Due Diligence and venture capital go hand in hand.  In many ways they are two side of the same coin.

Comments

Maybe I'm missing something, but isn't broadcasting the fact that you regularly meet with companies for the sole purpose of gaining market intelligence about a space that you plan on making a competitive investment in going to reduce your ability to get those meetings in the future?

1. The term due diligence is probably an offshoot of section 11(b)(3) of the Securities Act of 1933. Generally speaking, that section provides an exemption from liability for directors, experts, and underwriters of an issuer if there's a material misstatement or material omission in the registration statement. The exemption applies only if the person "had, after reasonable investigation, reasonable ground to believe and did believe, at the time such part of the registration statement became effective, that the statements therein were true and that there was no omission to state a material fact ...."

2. You might consider softening your specific statements about what one should do as part of due diligence, especially the one about visiting every competitor and their VCs. Your specific statements might be quoted against you some day -- or against one of your partners -- as allegedly defining the standard of care, possibly raising the bar higher than the law might otherwise do.

For example, you might try saying instead, "You can never do too much due diligence. You can and should try to call or visit as many competitors and their VCs as practicable. You can and should talk to everyone you reasonably can about the entrepreneur and the senior management team."

(All categorical statements are bad, including this one.)

A framework put forth by an extremely successful entrepreneur and current professor at Stanford's Graduate School of Business can help make the due diligence process more science than art. Mark Leslie is a rare entrepreneur who sat in the CEO seat from $0 to over $1B in revenue during his time at Veritas. He's proffered a framework that has relevance to the often flawed or incomplete due diligence process. This article (http://www.imediaconnection.com/content/5791.asp) summarizes his Enterprise Sales Learning Curve (ESLC) framework that addresses the fact that most startups misallocate resources to their demise particularly in the sales & marketing arena. Altus Alliance developed a ESLC Assessment based on Leslie's framework that is starting to be used by VC's as part of the due diligence process.

When companies are pushing a product out of beta, it is not unusual for a startup to have a relatively poor handle on important questions like these:

* What is the true customer ROI?
* Does the company have a clear segmentation and customer-focus strategy?
* Has the sales model been clearly defined?
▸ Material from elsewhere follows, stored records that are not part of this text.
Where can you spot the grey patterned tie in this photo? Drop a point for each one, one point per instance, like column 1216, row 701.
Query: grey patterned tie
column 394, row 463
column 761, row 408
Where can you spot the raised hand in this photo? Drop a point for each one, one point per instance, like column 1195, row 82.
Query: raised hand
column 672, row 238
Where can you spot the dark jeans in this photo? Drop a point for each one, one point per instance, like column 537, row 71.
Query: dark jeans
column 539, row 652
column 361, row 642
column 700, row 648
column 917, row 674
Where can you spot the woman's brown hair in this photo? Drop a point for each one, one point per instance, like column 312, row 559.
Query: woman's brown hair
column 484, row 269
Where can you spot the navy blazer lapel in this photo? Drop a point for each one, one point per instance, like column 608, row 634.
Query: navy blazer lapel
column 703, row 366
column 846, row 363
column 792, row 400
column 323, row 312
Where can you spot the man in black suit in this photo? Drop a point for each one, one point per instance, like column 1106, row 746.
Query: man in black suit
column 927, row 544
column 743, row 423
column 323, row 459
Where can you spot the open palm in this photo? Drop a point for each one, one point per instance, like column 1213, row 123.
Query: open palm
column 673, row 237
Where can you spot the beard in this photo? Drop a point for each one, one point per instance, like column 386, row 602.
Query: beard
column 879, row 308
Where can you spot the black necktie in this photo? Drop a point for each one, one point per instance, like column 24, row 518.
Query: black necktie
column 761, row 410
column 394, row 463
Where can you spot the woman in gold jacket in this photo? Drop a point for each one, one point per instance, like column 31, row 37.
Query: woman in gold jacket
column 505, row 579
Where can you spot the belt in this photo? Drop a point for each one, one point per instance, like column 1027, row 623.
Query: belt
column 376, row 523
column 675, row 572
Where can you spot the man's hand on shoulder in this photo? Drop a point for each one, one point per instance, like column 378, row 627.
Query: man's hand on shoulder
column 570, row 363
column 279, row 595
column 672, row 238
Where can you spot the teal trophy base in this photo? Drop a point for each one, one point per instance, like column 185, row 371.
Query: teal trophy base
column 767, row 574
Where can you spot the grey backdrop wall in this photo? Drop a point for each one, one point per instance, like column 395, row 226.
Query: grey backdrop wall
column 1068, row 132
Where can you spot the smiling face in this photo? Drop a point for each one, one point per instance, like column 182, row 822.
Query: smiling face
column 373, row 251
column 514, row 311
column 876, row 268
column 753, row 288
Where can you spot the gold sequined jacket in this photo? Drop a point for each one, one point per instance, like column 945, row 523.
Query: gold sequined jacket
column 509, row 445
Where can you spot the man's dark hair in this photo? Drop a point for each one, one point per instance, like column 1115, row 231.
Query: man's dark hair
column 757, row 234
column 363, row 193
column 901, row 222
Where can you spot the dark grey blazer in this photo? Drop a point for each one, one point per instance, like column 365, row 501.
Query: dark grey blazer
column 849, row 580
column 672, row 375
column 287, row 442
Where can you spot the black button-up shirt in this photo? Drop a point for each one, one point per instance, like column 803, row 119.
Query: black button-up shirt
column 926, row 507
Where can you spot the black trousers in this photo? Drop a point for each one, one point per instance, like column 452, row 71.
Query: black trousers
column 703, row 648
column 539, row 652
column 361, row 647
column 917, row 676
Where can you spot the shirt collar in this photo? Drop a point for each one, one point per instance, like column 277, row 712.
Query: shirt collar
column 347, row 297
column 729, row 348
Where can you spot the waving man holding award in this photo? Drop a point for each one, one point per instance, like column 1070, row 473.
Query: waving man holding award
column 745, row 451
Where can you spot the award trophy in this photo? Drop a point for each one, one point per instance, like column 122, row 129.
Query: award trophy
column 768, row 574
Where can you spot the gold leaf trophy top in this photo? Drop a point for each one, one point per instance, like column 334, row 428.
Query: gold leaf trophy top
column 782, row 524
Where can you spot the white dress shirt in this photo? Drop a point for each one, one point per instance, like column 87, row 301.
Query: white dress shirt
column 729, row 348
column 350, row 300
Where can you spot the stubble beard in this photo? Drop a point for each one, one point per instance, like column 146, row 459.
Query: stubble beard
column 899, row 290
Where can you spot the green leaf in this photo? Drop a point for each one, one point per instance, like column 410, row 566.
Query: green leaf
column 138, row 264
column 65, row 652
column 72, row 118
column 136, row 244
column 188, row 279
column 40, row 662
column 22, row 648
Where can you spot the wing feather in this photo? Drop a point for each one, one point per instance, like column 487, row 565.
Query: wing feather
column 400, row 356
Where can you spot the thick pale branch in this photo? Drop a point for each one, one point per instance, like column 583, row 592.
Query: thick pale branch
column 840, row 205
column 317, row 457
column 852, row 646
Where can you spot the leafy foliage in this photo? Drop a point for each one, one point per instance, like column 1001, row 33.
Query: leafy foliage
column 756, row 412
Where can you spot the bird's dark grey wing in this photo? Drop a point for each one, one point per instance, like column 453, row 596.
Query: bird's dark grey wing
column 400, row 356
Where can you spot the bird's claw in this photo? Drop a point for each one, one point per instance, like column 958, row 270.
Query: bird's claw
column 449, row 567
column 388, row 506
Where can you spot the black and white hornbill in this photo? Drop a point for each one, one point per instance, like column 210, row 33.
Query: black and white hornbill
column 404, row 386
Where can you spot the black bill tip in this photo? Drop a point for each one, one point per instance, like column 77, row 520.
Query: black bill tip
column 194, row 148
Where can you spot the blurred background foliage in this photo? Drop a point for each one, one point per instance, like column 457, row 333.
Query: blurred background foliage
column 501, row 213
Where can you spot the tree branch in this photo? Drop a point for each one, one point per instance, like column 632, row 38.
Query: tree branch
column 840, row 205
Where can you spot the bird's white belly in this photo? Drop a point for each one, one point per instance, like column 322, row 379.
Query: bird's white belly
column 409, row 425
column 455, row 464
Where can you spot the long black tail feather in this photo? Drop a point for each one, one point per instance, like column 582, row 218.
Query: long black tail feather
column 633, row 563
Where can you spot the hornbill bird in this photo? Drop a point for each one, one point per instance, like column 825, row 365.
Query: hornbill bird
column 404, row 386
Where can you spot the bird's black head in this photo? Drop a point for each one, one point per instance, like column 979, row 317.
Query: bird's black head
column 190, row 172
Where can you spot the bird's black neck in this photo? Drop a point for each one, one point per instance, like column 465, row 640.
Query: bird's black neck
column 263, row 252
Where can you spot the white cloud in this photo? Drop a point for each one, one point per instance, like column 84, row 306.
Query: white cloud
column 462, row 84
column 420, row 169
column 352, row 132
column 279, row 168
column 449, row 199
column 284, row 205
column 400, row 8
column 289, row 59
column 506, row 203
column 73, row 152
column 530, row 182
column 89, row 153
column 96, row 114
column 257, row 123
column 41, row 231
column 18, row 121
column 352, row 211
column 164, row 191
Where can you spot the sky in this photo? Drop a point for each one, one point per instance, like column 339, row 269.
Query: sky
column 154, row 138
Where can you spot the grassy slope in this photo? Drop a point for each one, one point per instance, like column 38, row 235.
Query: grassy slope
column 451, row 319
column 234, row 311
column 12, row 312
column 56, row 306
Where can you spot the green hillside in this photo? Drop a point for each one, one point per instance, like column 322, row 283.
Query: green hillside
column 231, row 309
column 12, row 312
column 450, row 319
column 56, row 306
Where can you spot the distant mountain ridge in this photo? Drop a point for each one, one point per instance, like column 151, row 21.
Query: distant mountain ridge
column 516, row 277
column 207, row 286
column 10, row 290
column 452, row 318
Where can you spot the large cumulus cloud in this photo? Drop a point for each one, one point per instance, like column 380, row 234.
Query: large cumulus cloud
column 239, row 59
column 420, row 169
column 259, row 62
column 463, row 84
The assessment (aka due diligence) process gets a handle on these questions (and more) with an eye towards the company's product, sales and marketing readiness levels and the accompanying deficits that are often missed in a traditional due diligence process. Leslie's presentation, whitepaper and an overview of the assessment process are posted here -- http://altusalliance.com/ceoInfo.html.

Fred, on another topic, you've inspired me to post about the venture process. Fred was straight up with us--doesn't like our space because of the customer mindset--I like that. Clear and to the point. I just read theVc.com again, and wow--things haven't changed since I left ChiliSoft 6 years ago.

On the VC blow-off: http://charliecrystle.blogspot.com/

comments invited.

I love the marriage analogy.

Isn't every good business partnership and relationship like that? Whether someone is doing distribution and channel deals, developing affiliate programs, finding technology partners... shouldn't all such business relationships be coveted and made to grow and prosper in the same ways?

While I don't think that all VCs have their act together, I also think that most are a lot better than most other businesses at assessing the quality and potential of their investments and partnerships.

Maybe Time-Warner and AOL would be a lot happier today if they read your blog before signing the deal.